ROSA REDUTEA This is presumably a Rosa blanda variant.
(Rubescens. Voyez page 102, var. γ.)

Les Roses (1817) Page(s) Vol. I, p. 103-104, tab 40.

LE ROSIER REDOUTÉ
(à tiges et à épines rouges.).

DESCRIPTION.

Arbrisseau de la hauteur de dix pieds et demi ou environ. Ses rameaux, flexibles, allongés, d'un brun rougeâtre, sont couverts d'aiguillons rouges, inégaux, droits, un peu penchés. Ses feuilles sont composées de sept, de neuf, et assez souvent de onze folioles de forme elliptique, les unes arrondies, les autres pointues au sommet, simplement dentées, glabres des deux côtés, luisantes en dessus, supportées par un pétiole ordinairement glabre, mais parfois garni de quelques petits aiguillons crochus. Les fleurs, légèrement odorantes, disposées par deux ou par trois à l'extrémité des ramuscules qui croissent le long des rameaux principaux, sont portées par des pédicelles munis, ainsi que le tube et les lobes du calice, d'aiguillons très courts, serrés, un peu fermes.

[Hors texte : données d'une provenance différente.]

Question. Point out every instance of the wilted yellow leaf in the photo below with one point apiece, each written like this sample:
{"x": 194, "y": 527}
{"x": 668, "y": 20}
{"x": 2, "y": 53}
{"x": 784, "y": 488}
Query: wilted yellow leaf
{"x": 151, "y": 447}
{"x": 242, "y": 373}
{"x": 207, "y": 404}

Ces mêmes lobes sont simples, rarement munis de quelques pinnules. La corolle est composée de cinq pétales échancrés en coeur au sommet, de couleur rose, un peu jaunes vers l'onglet. Les fruits sont presque globuleux et d'un rouge foncé.

OBSERVATIONS.

Cette variété est remarquable par la couleur rougeâtre qui la recouvre dans presque toutes ses parties pendant la floraison. Ses folioles, d'abord d'un vert gai, et luisantes comme les feuilles du buis, présentent à la fin de l'été a teinte d'un rouge vif; ce qui donne à l'arbuste un effet très pittoresque.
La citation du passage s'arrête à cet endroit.